La preparazione (da 30 minuti a 1 ora)
Rasatura del capo, posizionamento di una flebo, disinfezione, poi l’anestesia locale della zona donatrice. Alcuni pazienti ricevono una sedazione leggera, che non allunga la procedura.
Il prelievo degli innesti (da 2 a 4 ore)
È la fase più lunga. Con la tecnica FUE, le unità follicolari, cioè i gruppetti naturali da 1 a 4 capelli che crescono insieme, vengono estratte una a una con un micro-punch, una minuscola punta cava di meno di un millimetro. Sharma e Ranjan ricordano nella loro revisione che è proprio questa estrazione unità per unità a distinguere la FUE dal prelievo a striscia, ed è la stessa ragione per cui l’intervento richiede più tempo.
Il confronto con la tecnica FUT, oggi ormai marginale, è netto: prelevare una striscia di cuoio capelluto richiede meno di un’ora, ma lascia una cicatrice lineare permanente. La FUE scambia tempo operatorio con una zona donatrice priva di cicatrici visibili.
La selezione e la conservazione (in parallelo)
Mentre il chirurgo preleva, l’équipe seleziona gli innesti sotto ingrandimento e li ripone in una soluzione di conservazione refrigerata. Questo passaggio non allunga l’intervento, ma spiega perché la durata complessiva venga sorvegliata con tanta attenzione.
Beehner ha seguito la sopravvivenza di innesti tenuti fuori dal corpo per 96 ore: la vitalità si degrada con il tempo trascorso all’esterno e dipende molto dalla soluzione impiegata. In pratica, ogni ora guadagnata in sala è un’ora in meno passata fuori dal cuoio capelluto dagli ultimi innesti impiantati.
L’impianto (da 2 a 4 ore)
Ogni innesto viene collocato in una micro-incisione, secondo l’angolo e la densità stabiliti la mattina stessa. Con la DHI, l’incisione e l’impianto avvengono in un solo gesto grazie a un impiantatore a penna. Con la FUE zaffiro, invece, i canali vengono aperti in anticipo con una lama di zaffiro. Le due strade portano a durate paragonabili.
L’uscita dalla clinica (30 minuti)
Medicazione della zona donatrice, fascia, consegna dei farmaci e delle indicazioni post-operatorie. La sera stessa siete di nuovo in piedi a camminare.
Che cosa fa variare la durata
Tre elementi pesano davvero sul cronometro: il numero di innesti, la tecnica scelta e l’affiatamento dell’équipe.

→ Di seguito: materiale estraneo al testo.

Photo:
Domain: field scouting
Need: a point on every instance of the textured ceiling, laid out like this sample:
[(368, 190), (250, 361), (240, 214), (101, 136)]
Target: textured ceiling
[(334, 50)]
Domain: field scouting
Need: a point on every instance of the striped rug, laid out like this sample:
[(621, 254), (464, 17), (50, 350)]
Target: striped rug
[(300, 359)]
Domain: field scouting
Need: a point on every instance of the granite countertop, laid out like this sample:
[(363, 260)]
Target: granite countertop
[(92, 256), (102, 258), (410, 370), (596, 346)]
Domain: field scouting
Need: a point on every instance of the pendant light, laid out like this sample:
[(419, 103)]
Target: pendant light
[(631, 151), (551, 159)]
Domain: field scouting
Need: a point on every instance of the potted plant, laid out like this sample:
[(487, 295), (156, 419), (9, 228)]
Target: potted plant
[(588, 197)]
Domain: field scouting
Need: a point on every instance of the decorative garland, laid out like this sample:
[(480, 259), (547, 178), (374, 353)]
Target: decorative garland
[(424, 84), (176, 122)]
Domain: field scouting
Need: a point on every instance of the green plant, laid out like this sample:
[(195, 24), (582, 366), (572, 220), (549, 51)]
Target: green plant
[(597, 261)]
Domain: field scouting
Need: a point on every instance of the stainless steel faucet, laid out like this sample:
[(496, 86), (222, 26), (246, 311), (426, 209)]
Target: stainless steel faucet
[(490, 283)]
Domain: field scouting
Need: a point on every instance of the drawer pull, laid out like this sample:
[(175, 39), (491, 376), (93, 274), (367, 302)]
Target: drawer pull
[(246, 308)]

Il numero di innesti resta il fattore dominante. Una zona frontale limitata richiede da due a tre ore in meno rispetto a una copertura che va dalla fronte al vertice, cioè la sommità del capo. Quando la superficie diradata supera ciò che una sola seduta può coprire, conviene programmare due interventi distanziati piuttosto che allungare una giornata già lunga.
Poi conta la qualità del capello. Un capello riccio o un cuoio capelluto spesso rallentano l’estrazione.
L’esperienza dell’équipe
Un trapianto non è un lavoro solitario. Chirurgo e tecnici lavorano in coppie coordinate, ed è proprio quel coordinamento a far guadagnare ore. La curva di apprendimento della FUE è lunga, come conferma la letteratura citata sopra sugli esordi della tecnica. Il percorso di chi opera è raccontato nella pagina dell’équipe della clinica.
Quanto dura il recupero
La convalescenza è più breve di quanto molti immaginino. Si torna a camminare già dall’indomani. Il gonfiore della fronte raggiunge il picco fra il secondo e il quarto giorno, poi si riassorbe da solo, come spiega la nostra pagina sul gonfiore dopo il trapianto.

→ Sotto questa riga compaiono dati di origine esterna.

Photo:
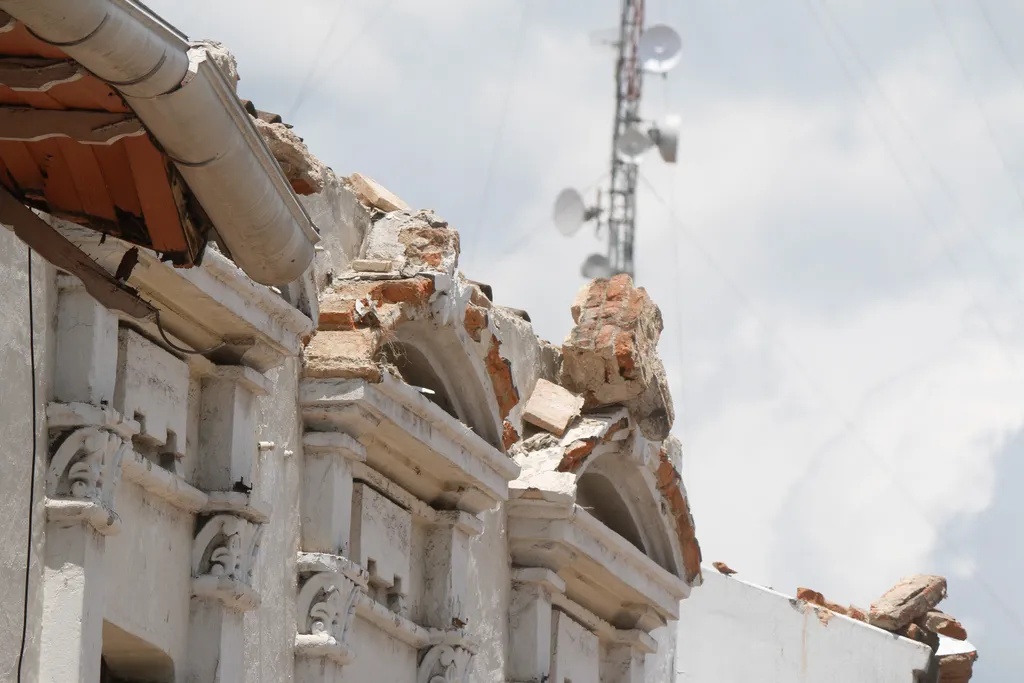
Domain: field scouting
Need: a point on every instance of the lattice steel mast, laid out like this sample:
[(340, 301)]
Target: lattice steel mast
[(621, 215)]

Gli innesti diventano inamovibili intorno al decimo giorno. Bernstein e Rassman lo hanno misurato su 42 pazienti tirando i capelli impiantati giorno dopo giorno: al nono giorno non si staccava più nessun innesto. Le croste cadono subito dopo, fra il decimo e il quattordicesimo giorno, argomento trattato nel dettaglio nel nostro articolo sulle croste dopo il trapianto.
Sul fronte dello sforzo fisico il calendario procede a tappe: cardio leggero al quindicesimo giorno, carichi moderati la terza settimana, sport di contatto e carichi massimi a un mese. Il dettaglio si trova nella nostra pagina dedicata allo sport dopo il trapianto.
Quanto tempo prima di vedere il risultato
È la durata peggio compresa, e quella che logora di più la pazienza.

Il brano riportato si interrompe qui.